Die Forderung nach einer „Weltpolizei“ lässt zwei Aspekte unberücksichtigt: Erstens entsteht Völkerrecht nicht im luftleeren Raum, sondern ist von internationalen Machtkonstellationen geprägt. Völkerrecht wird von Staaten gemacht – von den gleichen Akteuren also, die sich daran halten sollen. Dies ist der große Unterschied zum nationalstaatlichen Recht. Wenn derzeit kein internationales legitimes Gewaltmonopol besteht, dann weil dies nicht den Interessen der (mächtigsten) Staaten entsprechen würde. Daher ist es vielleicht sogar zu begrüßen, dass keine Weltpolizei existiert – sie würde wahrscheinlich der Nato mehr ähneln als der UNO. Denn die Vereinten Nationen, die an ihren völkerrechtlichen – und das heißt im internationalen Raum: demokratischen – Prinzipien festhalten, handeln sich immer wieder den Vorwurf der Machtlosigkeit ein. Dass dies nicht die Art von Sicherheit und Ordnung ist, die sich die Nato vorstellt, daraus macht sie seit ihrem Strategiewechsel 1999 keinen Hehl mehr.

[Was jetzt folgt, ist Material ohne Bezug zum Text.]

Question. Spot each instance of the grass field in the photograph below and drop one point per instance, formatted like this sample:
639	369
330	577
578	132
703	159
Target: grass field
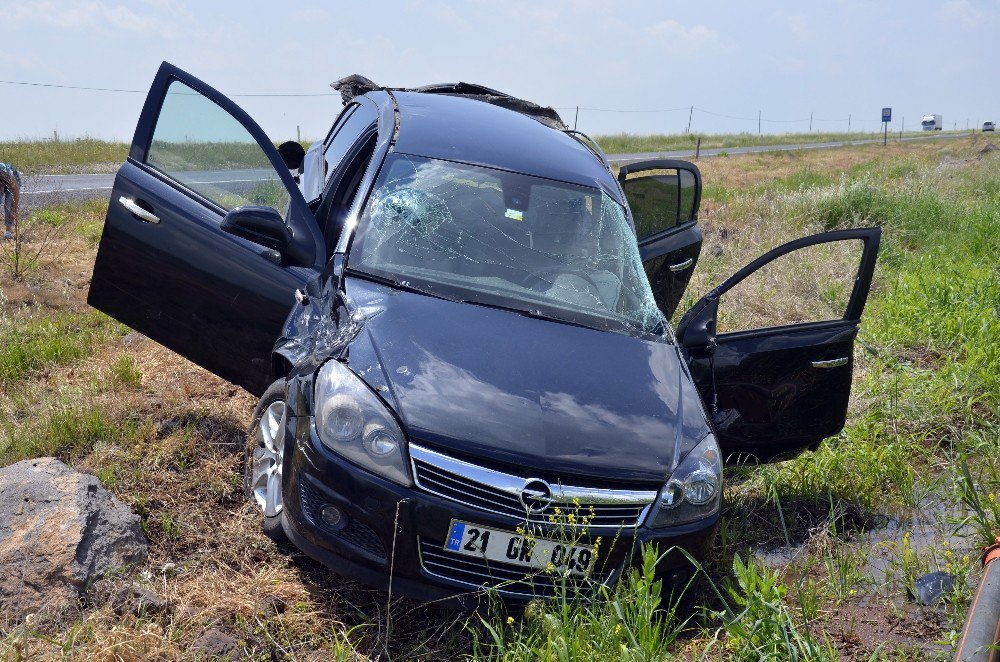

Zweitens ist es unrichtig, dass die einzige sinnvolle Weiterentwicklung des Völkerrechts darin besteht, Sanktionsmechanismen zu entwickeln. Übertragen auf einen Nationalstaat würde das bedeuten, dass erhöhte Legitimität erreicht wird, indem die Regierung gestärkt wird – und nicht das Parlament oder die Gerichte. Eine solche Entwicklung würde zu Recht als Demokratiedefizit kritisiert – und dafür gibt es auch schon Beispiele, etwa als der Bundestag die neue Nato-Strategie stillschweigend billigte.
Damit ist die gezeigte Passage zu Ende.